Medication use is another important concern. The role of anesthetics has been discussed previously. Preoperative benzodiazepines are associated with postoperative delirium.11Such prescriptions should always be questioned during preoperative assessment, because they are associated with falls or memory complaints. If preoperative medication is chosen, hydroxyzine or small doses of mianserine may be considered. Sudden withdrawal of benzodiazepines is a classic cause of delirium and must be avoided.
Numerous perioperative complications can trigger postoperative delirium. A randomized study reported a reduction of postoperative delirium in patients with hip fracture using a geriatric assessment and care plan (relative risk 0.64, 95% confidence interval 0.37–0.98).54This assessment included all parameters considered essential in the perioperative period: central nervous system oxygen delivery, fluid and electrolyte balance, treatment of severe pain, elimination of unnecessary medications, regulation of bowel and bladder function, nutritional intake, early mobilization and rehabilitation, management of postoperative complications, and appropriate environmental stimuli. A recent study in a large cohort confirmed and extended these findings.55Those patients could require cognitive assessment at regular intervals after surgery by geriatricians or neurologists.
Although the pathophysiological mechanisms underlying delirium are poorly understood and clearly multifactorial, drugs acting on the cholinergic, γ-aminobutyric acid-mediated, and monaminergic neurotransmitter pathways are frequently involved.

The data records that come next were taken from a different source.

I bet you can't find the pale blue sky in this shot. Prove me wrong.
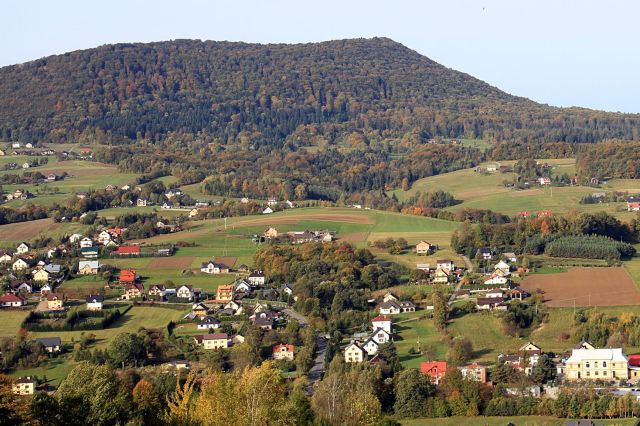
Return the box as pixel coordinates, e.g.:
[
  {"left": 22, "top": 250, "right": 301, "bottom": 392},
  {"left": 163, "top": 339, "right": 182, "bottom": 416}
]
[{"left": 0, "top": 0, "right": 640, "bottom": 112}]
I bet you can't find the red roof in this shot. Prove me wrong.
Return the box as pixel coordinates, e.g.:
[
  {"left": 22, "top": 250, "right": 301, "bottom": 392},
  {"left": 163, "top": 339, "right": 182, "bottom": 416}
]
[
  {"left": 0, "top": 293, "right": 23, "bottom": 303},
  {"left": 114, "top": 246, "right": 140, "bottom": 254},
  {"left": 371, "top": 315, "right": 391, "bottom": 322},
  {"left": 273, "top": 345, "right": 295, "bottom": 353},
  {"left": 627, "top": 354, "right": 640, "bottom": 367},
  {"left": 120, "top": 269, "right": 136, "bottom": 282},
  {"left": 420, "top": 361, "right": 447, "bottom": 380}
]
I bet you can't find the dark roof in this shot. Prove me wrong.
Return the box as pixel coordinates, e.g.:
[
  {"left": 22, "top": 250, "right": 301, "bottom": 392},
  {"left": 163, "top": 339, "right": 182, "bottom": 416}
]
[{"left": 36, "top": 337, "right": 62, "bottom": 348}]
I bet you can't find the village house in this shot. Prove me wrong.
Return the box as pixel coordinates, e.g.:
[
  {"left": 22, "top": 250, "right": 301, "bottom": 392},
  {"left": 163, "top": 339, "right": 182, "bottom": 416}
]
[
  {"left": 0, "top": 293, "right": 27, "bottom": 308},
  {"left": 627, "top": 197, "right": 640, "bottom": 212},
  {"left": 247, "top": 271, "right": 266, "bottom": 286},
  {"left": 118, "top": 269, "right": 137, "bottom": 284},
  {"left": 233, "top": 280, "right": 253, "bottom": 294},
  {"left": 200, "top": 261, "right": 230, "bottom": 274},
  {"left": 16, "top": 243, "right": 31, "bottom": 255},
  {"left": 196, "top": 315, "right": 220, "bottom": 330},
  {"left": 420, "top": 361, "right": 447, "bottom": 385},
  {"left": 32, "top": 269, "right": 49, "bottom": 282},
  {"left": 344, "top": 342, "right": 366, "bottom": 363},
  {"left": 484, "top": 273, "right": 509, "bottom": 285},
  {"left": 112, "top": 246, "right": 140, "bottom": 257},
  {"left": 194, "top": 333, "right": 229, "bottom": 350},
  {"left": 416, "top": 240, "right": 435, "bottom": 255},
  {"left": 122, "top": 281, "right": 144, "bottom": 300},
  {"left": 371, "top": 315, "right": 391, "bottom": 334},
  {"left": 0, "top": 250, "right": 13, "bottom": 263},
  {"left": 80, "top": 245, "right": 99, "bottom": 259},
  {"left": 564, "top": 346, "right": 629, "bottom": 381},
  {"left": 458, "top": 362, "right": 487, "bottom": 383},
  {"left": 11, "top": 259, "right": 29, "bottom": 271},
  {"left": 86, "top": 294, "right": 104, "bottom": 311},
  {"left": 148, "top": 284, "right": 165, "bottom": 299},
  {"left": 262, "top": 226, "right": 278, "bottom": 240},
  {"left": 47, "top": 293, "right": 64, "bottom": 311},
  {"left": 9, "top": 281, "right": 33, "bottom": 294},
  {"left": 216, "top": 285, "right": 233, "bottom": 302},
  {"left": 476, "top": 297, "right": 508, "bottom": 311},
  {"left": 191, "top": 303, "right": 209, "bottom": 318},
  {"left": 273, "top": 344, "right": 295, "bottom": 361},
  {"left": 431, "top": 267, "right": 451, "bottom": 284},
  {"left": 176, "top": 284, "right": 196, "bottom": 301},
  {"left": 78, "top": 260, "right": 100, "bottom": 275},
  {"left": 538, "top": 176, "right": 551, "bottom": 185},
  {"left": 436, "top": 259, "right": 455, "bottom": 272},
  {"left": 11, "top": 376, "right": 36, "bottom": 396},
  {"left": 476, "top": 247, "right": 493, "bottom": 260}
]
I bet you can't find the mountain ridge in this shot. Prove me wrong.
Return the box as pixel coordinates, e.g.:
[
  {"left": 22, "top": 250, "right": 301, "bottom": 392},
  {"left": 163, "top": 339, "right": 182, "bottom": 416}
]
[{"left": 0, "top": 38, "right": 640, "bottom": 147}]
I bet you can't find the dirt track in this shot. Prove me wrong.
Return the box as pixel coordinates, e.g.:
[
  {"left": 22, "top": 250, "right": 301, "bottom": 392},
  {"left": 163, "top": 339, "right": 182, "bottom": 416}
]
[{"left": 520, "top": 268, "right": 640, "bottom": 307}]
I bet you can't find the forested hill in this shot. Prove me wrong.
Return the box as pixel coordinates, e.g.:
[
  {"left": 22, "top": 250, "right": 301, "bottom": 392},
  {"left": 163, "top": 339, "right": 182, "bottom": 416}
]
[{"left": 0, "top": 38, "right": 640, "bottom": 149}]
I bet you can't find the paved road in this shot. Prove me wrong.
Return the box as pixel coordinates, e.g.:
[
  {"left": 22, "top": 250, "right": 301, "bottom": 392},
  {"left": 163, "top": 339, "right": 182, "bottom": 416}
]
[
  {"left": 307, "top": 334, "right": 327, "bottom": 395},
  {"left": 284, "top": 308, "right": 327, "bottom": 395},
  {"left": 449, "top": 255, "right": 473, "bottom": 305}
]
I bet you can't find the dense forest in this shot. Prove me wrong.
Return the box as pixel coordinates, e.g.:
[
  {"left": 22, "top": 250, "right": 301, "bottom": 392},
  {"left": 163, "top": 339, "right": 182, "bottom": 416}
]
[
  {"left": 576, "top": 140, "right": 640, "bottom": 181},
  {"left": 0, "top": 38, "right": 640, "bottom": 149}
]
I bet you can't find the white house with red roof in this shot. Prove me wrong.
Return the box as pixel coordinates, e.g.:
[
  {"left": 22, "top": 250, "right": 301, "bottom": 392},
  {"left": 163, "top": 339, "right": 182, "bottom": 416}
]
[{"left": 371, "top": 315, "right": 391, "bottom": 334}]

Future efforts to clarify these mechanisms and their relationship to other patient factors such as dementia should enhance diagnosis, treatment, and prevention. Collaborative approaches, including anesthesiologists, surgeons, and geriatricians, are essential for optimal management. The link between the perioperative period, postoperative delirium, and long-term postoperative cognitive dysfunction in elderly surgical patients represents an important research area. Finally, data suggest that assessment and early intervention can predict and avoid postoperative delirium in elderly patients. Future directions for preventing postoperative delirium in elderly patients should encourage combined anesthetic/geriatric approaches. The impact of such strategies as the use of pharmacologic agents, the evaluation of preoperative memory and executive functions, or the control of environmental factors on postoperative delirium in elderly surgical patients represent important challenges for future investigations.